GregoryBateson

Last edit March 1, 2006
obviously, an example of a "great mind."

GregoryBateson was an anthropologist and philosopher who applied cybernetics to the life sciences.

http://en.wikipedia.org/wiki/Gregory_Bateson


In his books, he defines the basic unit of information as a DifferenceThatMakesaDifference and elaborates this idea into the growth processes of life, the mind, and the universe, seeing the world around us and in us as intertwined communication circuits (YouCannotNotCommunicate - not by GB but related)

He claimed that progress in thinking is made by the interplay of strict and loose thinking, and that TheMapIsNotTheTerritory.
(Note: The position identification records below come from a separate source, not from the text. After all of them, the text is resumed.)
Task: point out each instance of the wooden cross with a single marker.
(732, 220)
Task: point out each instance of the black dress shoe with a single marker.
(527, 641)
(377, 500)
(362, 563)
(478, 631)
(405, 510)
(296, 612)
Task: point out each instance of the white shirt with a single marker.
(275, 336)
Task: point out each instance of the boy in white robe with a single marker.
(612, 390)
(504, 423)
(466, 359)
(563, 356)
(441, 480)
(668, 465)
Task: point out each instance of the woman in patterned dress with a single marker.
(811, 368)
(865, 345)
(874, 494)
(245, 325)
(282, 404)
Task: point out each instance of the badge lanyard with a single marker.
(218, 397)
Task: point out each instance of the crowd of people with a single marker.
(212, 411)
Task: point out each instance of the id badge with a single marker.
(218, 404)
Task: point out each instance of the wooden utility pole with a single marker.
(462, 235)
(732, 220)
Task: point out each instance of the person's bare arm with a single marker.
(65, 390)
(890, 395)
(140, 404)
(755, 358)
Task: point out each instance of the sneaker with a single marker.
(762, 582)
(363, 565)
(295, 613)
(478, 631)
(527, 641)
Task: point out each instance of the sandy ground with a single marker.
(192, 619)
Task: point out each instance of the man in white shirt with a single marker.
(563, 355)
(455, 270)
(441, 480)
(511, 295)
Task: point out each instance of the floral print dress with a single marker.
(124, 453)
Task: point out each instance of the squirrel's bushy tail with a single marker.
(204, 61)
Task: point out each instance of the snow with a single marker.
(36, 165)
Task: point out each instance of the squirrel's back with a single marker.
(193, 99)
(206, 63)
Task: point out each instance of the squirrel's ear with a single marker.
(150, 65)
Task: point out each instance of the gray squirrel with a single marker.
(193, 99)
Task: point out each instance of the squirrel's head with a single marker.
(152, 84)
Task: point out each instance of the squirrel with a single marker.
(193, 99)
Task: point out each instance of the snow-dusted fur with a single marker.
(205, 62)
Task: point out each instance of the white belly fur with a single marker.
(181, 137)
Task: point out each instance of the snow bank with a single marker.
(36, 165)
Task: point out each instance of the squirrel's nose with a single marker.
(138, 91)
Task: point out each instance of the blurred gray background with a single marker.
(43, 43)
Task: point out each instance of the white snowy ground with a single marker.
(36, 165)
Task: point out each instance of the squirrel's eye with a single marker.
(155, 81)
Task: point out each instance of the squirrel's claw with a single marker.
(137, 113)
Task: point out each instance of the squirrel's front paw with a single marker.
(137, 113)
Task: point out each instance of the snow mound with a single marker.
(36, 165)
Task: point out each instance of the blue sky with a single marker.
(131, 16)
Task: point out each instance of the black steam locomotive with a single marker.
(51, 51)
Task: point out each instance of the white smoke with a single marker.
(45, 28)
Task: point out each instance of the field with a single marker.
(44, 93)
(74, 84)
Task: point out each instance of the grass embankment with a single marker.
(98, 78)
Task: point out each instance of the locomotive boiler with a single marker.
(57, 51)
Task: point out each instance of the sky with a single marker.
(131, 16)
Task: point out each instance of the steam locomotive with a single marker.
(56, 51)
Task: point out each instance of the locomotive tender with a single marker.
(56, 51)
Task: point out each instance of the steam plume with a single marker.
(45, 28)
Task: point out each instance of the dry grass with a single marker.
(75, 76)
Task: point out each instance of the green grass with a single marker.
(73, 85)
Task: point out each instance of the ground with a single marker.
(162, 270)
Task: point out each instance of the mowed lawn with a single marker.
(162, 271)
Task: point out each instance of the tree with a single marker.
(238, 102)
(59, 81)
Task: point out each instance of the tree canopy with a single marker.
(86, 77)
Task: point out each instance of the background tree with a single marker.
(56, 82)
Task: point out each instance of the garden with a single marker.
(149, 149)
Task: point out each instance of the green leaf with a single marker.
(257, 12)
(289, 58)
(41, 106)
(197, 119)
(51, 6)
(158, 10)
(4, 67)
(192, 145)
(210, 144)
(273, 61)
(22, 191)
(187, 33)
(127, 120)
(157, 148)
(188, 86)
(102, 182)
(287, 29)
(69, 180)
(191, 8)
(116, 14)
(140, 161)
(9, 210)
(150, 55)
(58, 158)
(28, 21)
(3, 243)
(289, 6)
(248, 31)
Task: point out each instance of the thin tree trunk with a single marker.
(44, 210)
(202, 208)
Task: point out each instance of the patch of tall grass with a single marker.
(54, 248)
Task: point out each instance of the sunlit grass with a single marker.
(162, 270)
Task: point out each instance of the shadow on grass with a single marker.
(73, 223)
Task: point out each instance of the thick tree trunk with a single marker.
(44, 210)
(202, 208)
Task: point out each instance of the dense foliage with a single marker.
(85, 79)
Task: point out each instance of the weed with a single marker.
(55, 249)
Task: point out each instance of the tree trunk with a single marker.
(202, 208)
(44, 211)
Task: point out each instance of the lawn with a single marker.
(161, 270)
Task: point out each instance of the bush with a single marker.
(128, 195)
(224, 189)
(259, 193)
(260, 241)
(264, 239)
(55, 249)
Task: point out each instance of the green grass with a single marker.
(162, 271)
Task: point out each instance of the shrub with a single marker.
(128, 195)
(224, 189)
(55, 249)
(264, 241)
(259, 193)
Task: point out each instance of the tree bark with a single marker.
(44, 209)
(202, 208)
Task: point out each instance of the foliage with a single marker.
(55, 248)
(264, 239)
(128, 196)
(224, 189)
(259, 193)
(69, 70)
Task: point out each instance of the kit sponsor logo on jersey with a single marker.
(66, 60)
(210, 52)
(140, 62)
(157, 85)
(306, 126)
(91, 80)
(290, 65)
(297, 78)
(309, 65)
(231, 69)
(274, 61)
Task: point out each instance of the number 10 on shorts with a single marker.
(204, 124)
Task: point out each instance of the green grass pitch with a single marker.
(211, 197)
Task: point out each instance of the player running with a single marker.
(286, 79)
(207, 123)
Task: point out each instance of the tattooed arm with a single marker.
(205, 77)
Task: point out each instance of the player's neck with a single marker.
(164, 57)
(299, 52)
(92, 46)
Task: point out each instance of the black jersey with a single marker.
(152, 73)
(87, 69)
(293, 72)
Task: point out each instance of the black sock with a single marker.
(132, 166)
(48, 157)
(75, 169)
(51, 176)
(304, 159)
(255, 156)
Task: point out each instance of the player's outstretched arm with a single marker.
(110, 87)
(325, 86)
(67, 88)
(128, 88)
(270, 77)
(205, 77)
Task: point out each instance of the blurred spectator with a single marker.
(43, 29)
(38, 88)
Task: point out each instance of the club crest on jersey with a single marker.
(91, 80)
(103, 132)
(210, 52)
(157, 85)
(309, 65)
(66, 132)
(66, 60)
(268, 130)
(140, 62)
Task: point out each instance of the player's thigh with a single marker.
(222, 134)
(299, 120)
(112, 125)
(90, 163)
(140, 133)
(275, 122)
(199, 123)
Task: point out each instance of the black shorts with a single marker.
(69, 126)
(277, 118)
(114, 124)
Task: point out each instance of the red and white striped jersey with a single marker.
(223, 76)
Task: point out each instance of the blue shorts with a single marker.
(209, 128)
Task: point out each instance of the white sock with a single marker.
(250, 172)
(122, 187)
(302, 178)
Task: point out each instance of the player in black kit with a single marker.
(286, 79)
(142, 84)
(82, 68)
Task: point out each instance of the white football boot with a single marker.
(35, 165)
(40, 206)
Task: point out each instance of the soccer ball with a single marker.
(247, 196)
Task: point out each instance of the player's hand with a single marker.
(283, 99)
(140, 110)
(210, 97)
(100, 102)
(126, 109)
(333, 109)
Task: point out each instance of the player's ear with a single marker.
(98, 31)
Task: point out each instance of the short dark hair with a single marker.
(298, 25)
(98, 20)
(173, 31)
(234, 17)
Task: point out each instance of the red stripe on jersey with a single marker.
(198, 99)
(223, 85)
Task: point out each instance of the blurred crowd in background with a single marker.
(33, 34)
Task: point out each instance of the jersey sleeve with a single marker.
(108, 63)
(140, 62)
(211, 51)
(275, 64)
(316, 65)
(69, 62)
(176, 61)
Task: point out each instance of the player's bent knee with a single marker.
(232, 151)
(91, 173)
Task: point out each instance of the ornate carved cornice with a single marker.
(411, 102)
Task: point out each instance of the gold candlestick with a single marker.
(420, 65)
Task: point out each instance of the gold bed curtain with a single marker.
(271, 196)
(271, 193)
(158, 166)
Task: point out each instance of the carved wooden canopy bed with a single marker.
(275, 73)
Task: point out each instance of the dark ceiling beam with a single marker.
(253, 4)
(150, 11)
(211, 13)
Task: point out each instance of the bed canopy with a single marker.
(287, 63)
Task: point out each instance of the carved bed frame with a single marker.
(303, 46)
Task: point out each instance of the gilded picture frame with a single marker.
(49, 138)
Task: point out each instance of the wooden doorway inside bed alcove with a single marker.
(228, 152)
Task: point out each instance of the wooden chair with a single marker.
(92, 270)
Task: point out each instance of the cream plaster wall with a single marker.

When studying the world, he always tried to understand the whole of the picture. He was looking for the ThePatternWhichConnects in superficially diverse areas as:

  • Mind and nature (also the title of one of his last books)
  • Human culture (he studied the folks over at PapuaNewGuinea as well as the rest of the world)
  • Learning, learning to learn, learning to learn to learn...
  • Creativity, humor, schizophrenia, alcoholics
  • Language and communication processes in and between cultures, cells, the universe, steam engines, trees, governments, humans and dolphins, cats, dogs
  • Growth
  • Complexity and combination of information, as related to:
  • Moire effects, holography, the stripes of zebras
  • InformationTheory, system theory
  • Symmetry in flowers and armaments races
  • this list could go on forever, so you should read his books

It feels like one of his passions was to make the patterns behind communication processes evident and find explicit knowledge about them.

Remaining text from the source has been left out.